" /> Metode Pencucian Bahan - TN Pangan

Metode Pencucian Bahan

Secara garis besar metoda pencucian dapat dibedakan menjadi dua bagian, yakni metode perendaman dan penyemprotan.
1) Metode Perendaman
Bahan yang akan dicuci direndam ke dalam air dengan waktu tertentu untuk menghilangkan kotoran-kotoran yang menempel pada bahan. Untuk mendapatkan hasil pencucian yang lebih maksimal, pada perlakuan ini dapat dibantu dengan menyikat atau menggosok secara hati-hati agar bahan tidak tergores. Kegiatan ini dilakukan pada air yang mengalir. Pinsip kerja pencucian dengan metode perendaman juga dapat dikombinasikan dengan putaran, hal ini sama dengan mesin pencuci pakaian.

Metode ini banyak dilakukan pada komoditas umbi-umbian yang relatif tahan terhadap kerusakan mekanis. Salah satu contoh pencucian sayuran dengan metode perendaman disajikan pada gambar berikut.
image
Gambar 24. Kombinai proses pencucian dan perendaman

2) Penyemprotan
Hasil pencucian dengan penyemprotan akan lebih baik karena kotoran lebih mudah lepas. Keunggulan dengan metoda ini adalah: waktu lebih singkat, tenaga kerja sedikit, terhindar dari kontaminasi bekas air cucian, dan kapasitasnya bisa lebih besar. Sedangkan kelemahannya adalah banyak menggunakan air sehingga biaya operasional menjadi lebih mahal. Gambar proses pencucian dengan metode penyemprotan disajikan pada gambar berikut.
image
Gambar 25. Proses pencucian umbi-umbian dengan metode penyemprotan

Kegiatan pembersihan dan pencucian bahan hasil pertanian mengakibatkan bahan yang dicuci menjadi basah.
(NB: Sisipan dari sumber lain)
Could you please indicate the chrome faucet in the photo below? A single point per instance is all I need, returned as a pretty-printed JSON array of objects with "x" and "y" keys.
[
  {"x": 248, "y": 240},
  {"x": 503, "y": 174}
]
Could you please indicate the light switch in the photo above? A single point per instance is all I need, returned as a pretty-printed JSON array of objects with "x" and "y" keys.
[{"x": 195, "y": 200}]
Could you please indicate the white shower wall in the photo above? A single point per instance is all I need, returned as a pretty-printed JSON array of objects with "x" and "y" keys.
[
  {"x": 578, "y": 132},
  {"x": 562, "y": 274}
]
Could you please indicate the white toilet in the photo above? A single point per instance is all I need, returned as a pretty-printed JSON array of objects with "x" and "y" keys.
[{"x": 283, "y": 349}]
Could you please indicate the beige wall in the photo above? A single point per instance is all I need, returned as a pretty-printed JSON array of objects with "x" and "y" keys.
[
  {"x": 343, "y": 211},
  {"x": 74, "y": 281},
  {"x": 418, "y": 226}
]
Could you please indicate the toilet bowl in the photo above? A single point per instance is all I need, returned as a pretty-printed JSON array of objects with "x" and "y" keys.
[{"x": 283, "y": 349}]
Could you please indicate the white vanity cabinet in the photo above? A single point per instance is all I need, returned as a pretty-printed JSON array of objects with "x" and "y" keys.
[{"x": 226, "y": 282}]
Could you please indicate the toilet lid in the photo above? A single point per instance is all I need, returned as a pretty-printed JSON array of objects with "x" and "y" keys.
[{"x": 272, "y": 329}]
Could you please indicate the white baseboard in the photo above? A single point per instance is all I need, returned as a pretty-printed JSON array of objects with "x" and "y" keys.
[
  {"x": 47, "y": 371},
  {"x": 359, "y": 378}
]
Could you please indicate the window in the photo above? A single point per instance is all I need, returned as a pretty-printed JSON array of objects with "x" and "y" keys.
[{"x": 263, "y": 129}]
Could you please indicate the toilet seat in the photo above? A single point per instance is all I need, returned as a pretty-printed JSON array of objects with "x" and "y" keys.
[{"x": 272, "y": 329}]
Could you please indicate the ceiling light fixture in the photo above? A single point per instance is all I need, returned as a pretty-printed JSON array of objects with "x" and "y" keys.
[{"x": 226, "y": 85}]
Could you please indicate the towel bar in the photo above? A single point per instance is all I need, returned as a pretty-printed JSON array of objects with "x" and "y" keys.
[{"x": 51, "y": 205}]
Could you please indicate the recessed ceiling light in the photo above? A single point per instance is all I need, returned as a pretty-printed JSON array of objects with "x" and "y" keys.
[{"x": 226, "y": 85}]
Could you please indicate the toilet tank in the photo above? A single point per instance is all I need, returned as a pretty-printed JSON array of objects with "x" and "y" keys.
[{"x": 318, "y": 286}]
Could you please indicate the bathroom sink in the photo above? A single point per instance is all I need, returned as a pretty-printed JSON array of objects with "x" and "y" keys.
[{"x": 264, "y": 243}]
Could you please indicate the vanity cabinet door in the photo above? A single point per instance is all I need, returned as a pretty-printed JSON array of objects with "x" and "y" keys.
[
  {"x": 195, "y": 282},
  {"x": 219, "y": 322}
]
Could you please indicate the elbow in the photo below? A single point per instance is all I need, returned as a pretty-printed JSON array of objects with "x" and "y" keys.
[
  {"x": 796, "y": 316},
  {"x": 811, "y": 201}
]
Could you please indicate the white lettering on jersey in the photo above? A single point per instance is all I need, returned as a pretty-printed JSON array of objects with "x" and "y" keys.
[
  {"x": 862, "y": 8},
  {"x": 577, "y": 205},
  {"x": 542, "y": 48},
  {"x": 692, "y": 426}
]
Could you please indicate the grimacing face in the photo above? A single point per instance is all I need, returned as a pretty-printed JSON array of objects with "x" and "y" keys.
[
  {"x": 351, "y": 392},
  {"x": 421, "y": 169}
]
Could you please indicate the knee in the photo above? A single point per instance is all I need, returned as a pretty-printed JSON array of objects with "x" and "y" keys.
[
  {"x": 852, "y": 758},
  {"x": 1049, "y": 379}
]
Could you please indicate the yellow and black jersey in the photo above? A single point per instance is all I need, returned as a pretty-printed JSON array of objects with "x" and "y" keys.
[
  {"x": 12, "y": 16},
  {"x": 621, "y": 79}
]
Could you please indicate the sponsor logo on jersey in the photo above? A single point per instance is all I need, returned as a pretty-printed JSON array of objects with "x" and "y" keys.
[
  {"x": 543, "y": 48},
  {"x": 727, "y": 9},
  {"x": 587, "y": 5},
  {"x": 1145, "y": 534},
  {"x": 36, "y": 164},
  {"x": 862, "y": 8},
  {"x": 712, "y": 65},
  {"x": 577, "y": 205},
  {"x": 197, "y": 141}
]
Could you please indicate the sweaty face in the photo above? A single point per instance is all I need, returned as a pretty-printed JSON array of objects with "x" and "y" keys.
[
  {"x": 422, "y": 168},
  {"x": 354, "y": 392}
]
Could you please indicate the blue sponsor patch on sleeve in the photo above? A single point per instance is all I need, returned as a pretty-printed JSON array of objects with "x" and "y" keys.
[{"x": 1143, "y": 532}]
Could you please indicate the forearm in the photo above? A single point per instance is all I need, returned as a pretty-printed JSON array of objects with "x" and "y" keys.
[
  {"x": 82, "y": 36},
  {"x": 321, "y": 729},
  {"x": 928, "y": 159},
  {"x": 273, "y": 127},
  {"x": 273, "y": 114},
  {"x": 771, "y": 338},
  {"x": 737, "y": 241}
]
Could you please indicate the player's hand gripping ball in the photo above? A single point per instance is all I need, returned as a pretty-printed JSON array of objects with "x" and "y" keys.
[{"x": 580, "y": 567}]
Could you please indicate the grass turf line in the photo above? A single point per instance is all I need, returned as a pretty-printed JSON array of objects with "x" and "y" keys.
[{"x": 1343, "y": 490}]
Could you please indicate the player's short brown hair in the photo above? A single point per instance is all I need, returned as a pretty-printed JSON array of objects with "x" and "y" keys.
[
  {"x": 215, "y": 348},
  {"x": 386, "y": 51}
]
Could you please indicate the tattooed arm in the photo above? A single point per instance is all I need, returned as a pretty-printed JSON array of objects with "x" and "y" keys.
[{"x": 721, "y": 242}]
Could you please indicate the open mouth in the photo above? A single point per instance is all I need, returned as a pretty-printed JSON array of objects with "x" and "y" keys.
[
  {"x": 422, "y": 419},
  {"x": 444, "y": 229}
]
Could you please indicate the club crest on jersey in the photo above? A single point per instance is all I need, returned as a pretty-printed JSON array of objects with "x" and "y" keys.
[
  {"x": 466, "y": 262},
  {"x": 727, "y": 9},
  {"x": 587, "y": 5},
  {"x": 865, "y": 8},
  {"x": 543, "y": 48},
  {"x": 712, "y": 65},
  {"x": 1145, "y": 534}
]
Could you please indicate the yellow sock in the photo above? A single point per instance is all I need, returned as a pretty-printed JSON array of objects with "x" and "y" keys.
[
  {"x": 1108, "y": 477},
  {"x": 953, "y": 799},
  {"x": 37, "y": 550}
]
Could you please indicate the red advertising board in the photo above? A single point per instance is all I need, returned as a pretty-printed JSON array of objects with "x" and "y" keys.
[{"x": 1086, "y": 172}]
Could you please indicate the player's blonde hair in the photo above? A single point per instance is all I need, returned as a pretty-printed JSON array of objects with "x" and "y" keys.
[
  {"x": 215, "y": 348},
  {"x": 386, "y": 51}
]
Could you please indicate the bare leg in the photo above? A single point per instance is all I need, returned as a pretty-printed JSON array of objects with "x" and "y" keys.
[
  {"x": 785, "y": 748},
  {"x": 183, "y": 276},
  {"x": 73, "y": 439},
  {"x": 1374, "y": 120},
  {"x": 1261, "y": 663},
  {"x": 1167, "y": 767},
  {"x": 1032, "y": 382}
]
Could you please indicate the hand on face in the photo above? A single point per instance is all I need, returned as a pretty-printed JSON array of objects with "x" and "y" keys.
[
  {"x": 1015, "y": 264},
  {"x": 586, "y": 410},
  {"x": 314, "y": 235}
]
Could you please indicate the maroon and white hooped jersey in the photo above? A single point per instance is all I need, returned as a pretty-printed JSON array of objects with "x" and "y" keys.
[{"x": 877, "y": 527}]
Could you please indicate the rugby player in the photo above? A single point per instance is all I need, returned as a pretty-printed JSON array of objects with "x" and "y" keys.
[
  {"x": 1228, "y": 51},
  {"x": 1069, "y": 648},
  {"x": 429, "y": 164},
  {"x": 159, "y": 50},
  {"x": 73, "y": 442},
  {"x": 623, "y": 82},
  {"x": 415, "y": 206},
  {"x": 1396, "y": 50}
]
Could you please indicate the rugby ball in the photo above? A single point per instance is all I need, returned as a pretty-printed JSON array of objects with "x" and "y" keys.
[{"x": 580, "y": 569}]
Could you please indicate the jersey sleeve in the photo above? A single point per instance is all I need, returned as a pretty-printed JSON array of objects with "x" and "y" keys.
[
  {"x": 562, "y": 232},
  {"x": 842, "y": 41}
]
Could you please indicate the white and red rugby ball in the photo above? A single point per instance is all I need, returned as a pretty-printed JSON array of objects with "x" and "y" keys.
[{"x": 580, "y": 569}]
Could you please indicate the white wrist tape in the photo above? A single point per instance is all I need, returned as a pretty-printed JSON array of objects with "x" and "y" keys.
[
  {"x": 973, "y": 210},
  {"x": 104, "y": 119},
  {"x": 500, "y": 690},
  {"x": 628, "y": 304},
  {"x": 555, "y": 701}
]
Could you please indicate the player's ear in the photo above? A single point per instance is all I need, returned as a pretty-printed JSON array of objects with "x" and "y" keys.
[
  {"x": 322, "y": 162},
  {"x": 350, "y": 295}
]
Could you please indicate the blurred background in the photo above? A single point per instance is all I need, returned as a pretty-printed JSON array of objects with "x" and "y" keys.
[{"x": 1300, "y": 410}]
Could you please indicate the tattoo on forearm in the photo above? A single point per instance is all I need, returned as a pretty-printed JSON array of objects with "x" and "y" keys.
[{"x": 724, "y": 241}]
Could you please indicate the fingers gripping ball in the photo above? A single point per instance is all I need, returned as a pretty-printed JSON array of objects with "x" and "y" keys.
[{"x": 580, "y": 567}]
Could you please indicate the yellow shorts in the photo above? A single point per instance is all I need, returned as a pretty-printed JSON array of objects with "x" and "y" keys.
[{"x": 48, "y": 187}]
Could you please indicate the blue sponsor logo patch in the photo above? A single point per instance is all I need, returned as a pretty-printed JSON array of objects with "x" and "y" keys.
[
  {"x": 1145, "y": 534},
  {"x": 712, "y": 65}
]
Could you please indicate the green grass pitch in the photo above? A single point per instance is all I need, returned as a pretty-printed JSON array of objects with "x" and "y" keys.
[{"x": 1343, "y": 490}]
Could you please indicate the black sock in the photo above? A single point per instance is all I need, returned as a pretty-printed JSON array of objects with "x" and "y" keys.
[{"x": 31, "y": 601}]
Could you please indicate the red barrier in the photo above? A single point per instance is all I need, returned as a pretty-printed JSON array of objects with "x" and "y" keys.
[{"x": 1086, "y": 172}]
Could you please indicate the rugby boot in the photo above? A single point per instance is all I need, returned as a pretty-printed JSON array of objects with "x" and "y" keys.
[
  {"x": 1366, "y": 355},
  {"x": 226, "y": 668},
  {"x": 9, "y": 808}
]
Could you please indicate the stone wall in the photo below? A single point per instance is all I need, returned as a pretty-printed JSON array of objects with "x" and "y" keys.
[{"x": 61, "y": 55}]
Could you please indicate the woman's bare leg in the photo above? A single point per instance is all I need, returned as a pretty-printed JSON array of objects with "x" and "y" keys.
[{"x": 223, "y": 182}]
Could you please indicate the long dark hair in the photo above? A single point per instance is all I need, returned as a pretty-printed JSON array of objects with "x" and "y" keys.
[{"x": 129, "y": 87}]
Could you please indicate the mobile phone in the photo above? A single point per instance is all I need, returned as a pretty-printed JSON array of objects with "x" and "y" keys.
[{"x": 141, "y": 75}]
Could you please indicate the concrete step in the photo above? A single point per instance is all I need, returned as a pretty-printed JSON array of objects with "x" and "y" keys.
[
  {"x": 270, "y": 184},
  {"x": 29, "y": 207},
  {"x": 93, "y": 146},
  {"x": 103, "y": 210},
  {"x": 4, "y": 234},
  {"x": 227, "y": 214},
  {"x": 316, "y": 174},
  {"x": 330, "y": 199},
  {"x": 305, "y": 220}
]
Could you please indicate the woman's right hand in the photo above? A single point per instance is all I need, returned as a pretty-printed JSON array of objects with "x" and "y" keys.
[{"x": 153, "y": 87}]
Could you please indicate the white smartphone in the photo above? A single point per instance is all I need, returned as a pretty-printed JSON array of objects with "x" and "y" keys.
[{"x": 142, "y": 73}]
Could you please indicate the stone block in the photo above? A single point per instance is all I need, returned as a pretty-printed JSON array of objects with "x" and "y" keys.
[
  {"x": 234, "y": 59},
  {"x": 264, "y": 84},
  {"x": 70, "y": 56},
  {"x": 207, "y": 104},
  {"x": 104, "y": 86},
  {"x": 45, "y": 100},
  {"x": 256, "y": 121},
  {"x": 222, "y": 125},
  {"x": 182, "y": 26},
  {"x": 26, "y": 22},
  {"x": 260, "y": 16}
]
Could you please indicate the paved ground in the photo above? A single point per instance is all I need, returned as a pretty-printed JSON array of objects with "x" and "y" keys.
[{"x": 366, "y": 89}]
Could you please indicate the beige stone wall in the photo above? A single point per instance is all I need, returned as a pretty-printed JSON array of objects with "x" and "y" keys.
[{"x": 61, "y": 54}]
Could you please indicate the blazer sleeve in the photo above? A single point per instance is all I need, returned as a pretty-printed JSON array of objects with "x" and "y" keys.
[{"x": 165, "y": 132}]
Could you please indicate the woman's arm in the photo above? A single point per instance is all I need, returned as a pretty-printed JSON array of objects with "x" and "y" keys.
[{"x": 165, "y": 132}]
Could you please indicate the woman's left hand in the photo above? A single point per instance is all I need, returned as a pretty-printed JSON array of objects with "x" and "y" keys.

Hal ini bila dibiarkan dalam waktu lama akan mengakibatkan tumbuhnya mikroorganisme pembusuk, sehingga bahan akan menjadi rusak. Oleh karena itu setelah dilakukan pencucian diperlukan pengeringan dengan cara meniriskan bahan pada tempat tertentu dan wadah tertentu hingga air benar-benar menetes dan kering. Untuk mempercepat proses pengeringan bisa dibantu dengan mempercepat aliran udara menggunakan kipas angin.